While government agencies ponder the next logical step in promoting safety through technology insertion, automotive industry engineers already are investigating systems that sense impending danger—like a collision or a rollover—and alert the driver accordingly.
Capabilities presently in development merge such logic with computerized control of vehicle braking, steering and suspension components; even sensing a person or an animal in the way. This combination introduces the opportunity to create powerful, automatic collision-avoidance systems with the promise of a dramatic increase in safety on our roadways. Liability concerns and consumers’ desire for improved safety make new protective features a high priority for automakers, both domestically and abroad.
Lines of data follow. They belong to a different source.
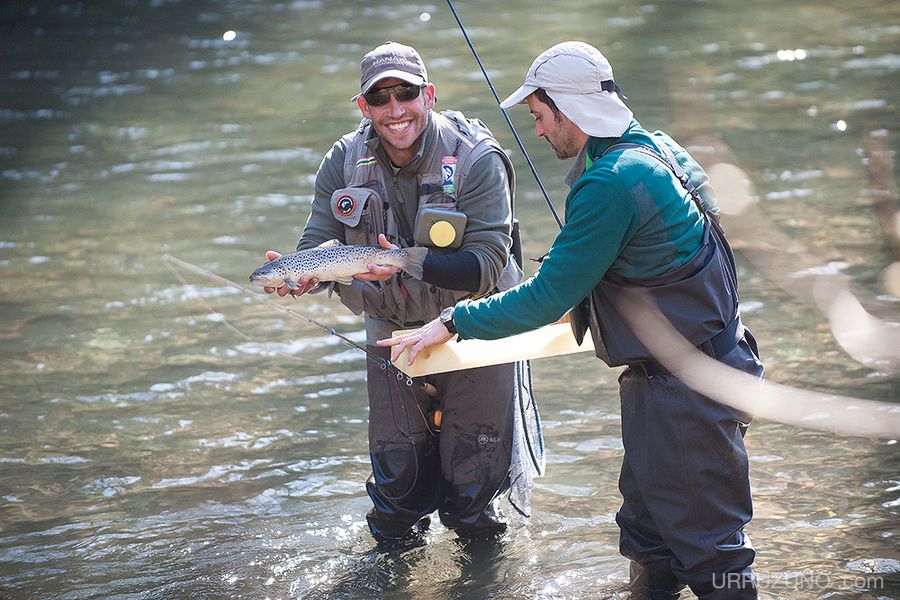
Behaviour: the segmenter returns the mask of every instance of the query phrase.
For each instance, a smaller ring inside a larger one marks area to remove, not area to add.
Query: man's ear
[[[431,110],[434,108],[434,103],[437,101],[437,97],[435,96],[434,84],[426,83],[425,89],[425,108]]]
[[[369,116],[369,103],[366,102],[365,98],[360,96],[359,98],[356,99],[356,104],[357,104],[357,106],[359,106],[359,112],[362,113],[362,116],[364,116],[367,119],[372,118]]]

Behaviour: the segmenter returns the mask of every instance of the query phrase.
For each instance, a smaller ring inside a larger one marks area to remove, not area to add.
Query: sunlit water
[[[501,94],[551,43],[602,46],[645,126],[723,140],[773,225],[896,320],[860,149],[867,130],[898,147],[900,6],[854,4],[457,8]],[[161,260],[244,281],[292,248],[322,154],[359,118],[359,58],[385,39],[510,148],[526,254],[543,252],[555,225],[445,5],[16,2],[0,34],[0,597],[624,597],[617,371],[535,365],[549,464],[530,524],[495,548],[433,524],[378,554],[364,357]],[[510,114],[561,209],[567,166]],[[897,400],[896,376],[740,266],[773,380]],[[336,301],[293,304],[362,339]],[[757,422],[747,445],[766,597],[900,596],[894,441]]]

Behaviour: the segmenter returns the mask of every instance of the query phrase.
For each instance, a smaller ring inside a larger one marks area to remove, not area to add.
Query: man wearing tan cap
[[[343,304],[365,314],[368,350],[387,359],[389,351],[374,346],[376,340],[418,327],[461,298],[521,281],[510,254],[515,178],[480,121],[432,110],[434,84],[410,46],[387,42],[368,52],[353,100],[363,120],[322,161],[297,249],[329,240],[429,248],[421,281],[373,264],[334,288]],[[277,291],[302,295],[320,287],[315,279],[297,283],[299,289]],[[368,362],[372,475],[366,489],[374,507],[367,518],[380,543],[417,543],[435,510],[461,537],[493,537],[506,528],[499,500],[511,482],[511,502],[528,511],[529,472],[511,463],[514,395],[530,394],[523,368],[429,376],[429,389],[437,390],[432,398]]]
[[[497,339],[577,307],[576,335],[590,329],[599,358],[628,366],[619,378],[625,456],[616,521],[635,597],[676,598],[687,585],[704,600],[756,598],[743,533],[752,515],[743,442],[750,415],[690,389],[648,349],[657,332],[641,333],[642,321],[665,317],[687,341],[684,352],[763,375],[706,173],[668,135],[640,126],[609,62],[583,42],[538,56],[502,106],[523,102],[535,133],[558,158],[575,159],[566,224],[540,271],[381,344],[395,346],[395,356],[409,348],[414,360],[451,337],[447,323],[462,338]]]

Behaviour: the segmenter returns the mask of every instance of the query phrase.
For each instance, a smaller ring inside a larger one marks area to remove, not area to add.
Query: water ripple
[[[271,462],[271,460],[257,459],[241,461],[235,465],[215,465],[201,475],[160,479],[150,487],[152,489],[164,489],[170,487],[192,486],[209,481],[215,481],[217,483],[240,481],[243,478],[242,473],[261,465],[267,465]]]
[[[291,439],[297,434],[288,429],[267,432],[267,435],[251,435],[243,431],[219,438],[216,440],[200,439],[197,444],[201,448],[244,448],[246,450],[260,450],[284,439]]]
[[[117,496],[123,492],[125,492],[128,486],[137,483],[141,478],[137,476],[133,477],[104,477],[102,479],[95,479],[89,484],[85,485],[84,491],[88,494],[100,494],[105,498],[109,498],[111,496]]]
[[[875,73],[900,71],[900,54],[885,54],[871,58],[852,58],[844,62],[845,69],[857,69]]]

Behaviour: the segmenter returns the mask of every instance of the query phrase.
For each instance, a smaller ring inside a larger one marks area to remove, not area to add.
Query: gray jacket
[[[442,161],[446,164],[447,157],[456,161],[454,183],[449,187],[442,185]],[[509,159],[480,121],[453,111],[430,113],[416,157],[395,169],[369,121],[363,120],[322,161],[312,210],[297,248],[329,239],[377,246],[379,233],[395,244],[410,246],[416,214],[423,206],[457,210],[467,221],[462,245],[455,251],[469,251],[478,259],[478,295],[506,289],[522,277],[509,253],[514,186]],[[427,322],[469,295],[404,273],[385,282],[354,280],[336,289],[341,302],[354,313],[366,313],[370,341],[398,327]]]

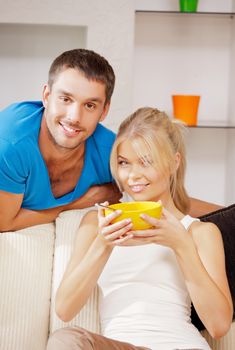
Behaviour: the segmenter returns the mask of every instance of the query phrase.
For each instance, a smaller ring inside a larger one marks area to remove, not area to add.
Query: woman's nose
[[[130,169],[129,177],[132,179],[139,179],[143,176],[143,173],[139,166],[133,166]]]

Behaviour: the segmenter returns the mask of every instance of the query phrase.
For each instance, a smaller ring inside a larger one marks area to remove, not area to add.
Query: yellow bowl
[[[161,202],[124,202],[111,204],[109,207],[115,210],[122,210],[122,214],[114,219],[112,223],[130,218],[134,230],[145,230],[151,227],[150,224],[140,217],[140,214],[147,214],[157,219],[159,219],[162,214]],[[112,210],[105,209],[105,216],[112,212]]]

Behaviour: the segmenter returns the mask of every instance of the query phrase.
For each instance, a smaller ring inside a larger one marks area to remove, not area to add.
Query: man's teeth
[[[68,131],[71,131],[71,132],[77,131],[76,129],[69,128],[68,126],[64,126],[64,128],[65,128],[66,130],[68,130]]]
[[[63,126],[63,128],[68,131],[68,132],[77,132],[78,129],[73,129],[73,128],[70,128],[68,125],[65,125],[63,123],[61,123],[61,125]]]

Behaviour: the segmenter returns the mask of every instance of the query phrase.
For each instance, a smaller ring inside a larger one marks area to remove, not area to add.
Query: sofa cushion
[[[54,224],[0,234],[0,348],[45,350]]]
[[[213,222],[216,224],[222,234],[225,263],[228,276],[228,282],[232,294],[233,306],[235,305],[235,204],[219,209],[212,213],[200,217],[201,221]],[[235,318],[235,311],[233,319]],[[200,321],[194,308],[192,308],[192,322],[202,330],[204,325]]]
[[[50,333],[66,326],[80,326],[99,333],[98,287],[93,291],[86,305],[70,322],[61,321],[55,313],[55,294],[72,253],[76,233],[84,214],[91,210],[70,210],[62,212],[56,219],[54,268],[52,276]]]
[[[213,350],[234,350],[235,341],[235,321],[232,322],[229,332],[220,339],[214,339],[210,336],[206,329],[202,332],[211,349]]]

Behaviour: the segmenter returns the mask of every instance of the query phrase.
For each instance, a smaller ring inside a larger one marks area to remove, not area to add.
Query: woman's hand
[[[131,241],[135,244],[155,243],[172,248],[174,251],[182,249],[190,241],[191,236],[181,222],[168,210],[163,208],[160,219],[142,214],[142,219],[152,225],[151,229],[132,231],[134,237]],[[131,243],[130,241],[130,243]]]
[[[108,202],[101,203],[105,206]],[[111,246],[124,245],[133,237],[131,229],[133,224],[131,219],[121,220],[112,224],[112,221],[120,216],[121,210],[115,210],[111,214],[105,216],[104,209],[98,208],[98,234],[101,235],[106,243]]]

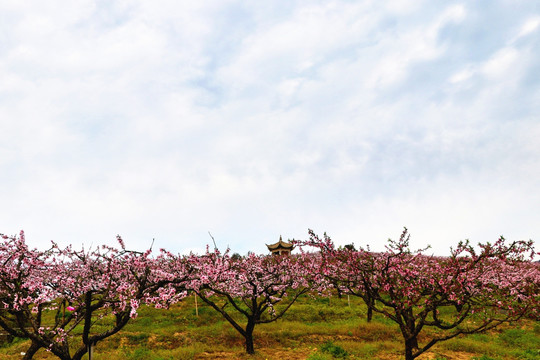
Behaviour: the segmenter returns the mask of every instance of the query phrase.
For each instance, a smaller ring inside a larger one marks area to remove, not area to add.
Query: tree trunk
[[[52,351],[52,353],[60,360],[72,360],[71,355],[69,355],[69,349],[67,351]]]
[[[30,347],[28,350],[26,350],[26,353],[24,354],[23,360],[30,360],[33,358],[33,356],[37,353],[37,351],[41,348],[37,343],[32,342],[30,344]]]
[[[405,360],[414,360],[412,356],[412,348],[405,345]]]
[[[416,349],[418,349],[418,339],[416,337],[405,340],[405,360],[415,359],[416,356],[413,356],[413,352]]]
[[[248,320],[244,338],[246,339],[246,352],[250,355],[255,354],[255,347],[253,346],[253,330],[254,329],[255,329],[255,323],[251,320]]]
[[[246,353],[255,354],[255,347],[253,346],[253,335],[246,334]]]
[[[369,296],[365,303],[367,306],[367,322],[371,322],[371,319],[373,319],[373,306],[375,305],[375,299]]]
[[[73,354],[72,360],[81,360],[84,355],[88,353],[88,347],[87,346],[81,346],[75,354]],[[92,360],[91,355],[88,355],[88,360]]]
Various sensing technologies already underpin applications like adaptive cruise control, parking assist and pre-collision mitigation. Each application includes specialized technology (infrared, LIDAR, RADAR, ultrasonic, etc.) that generally provides either a ranging or a recognition function.
The Road Ahead, Literally
BMW AG (Munich, Germany) recently announced availability for its 7-Series, later this year, of a far-infrared-based night vision system. Night Vision is purported to offer a considerable enrichment of the nighttime driving experience but stops short of attempting to identify image content.
Even given Night Vision’s potential for automatic object identification, the application is very complex: object sensing— especially pedestrian detection and avoidance—requires both ranging and recognition. Combining the two disparate operations can be expensive, difficult to implement and pose important developmental hurdles.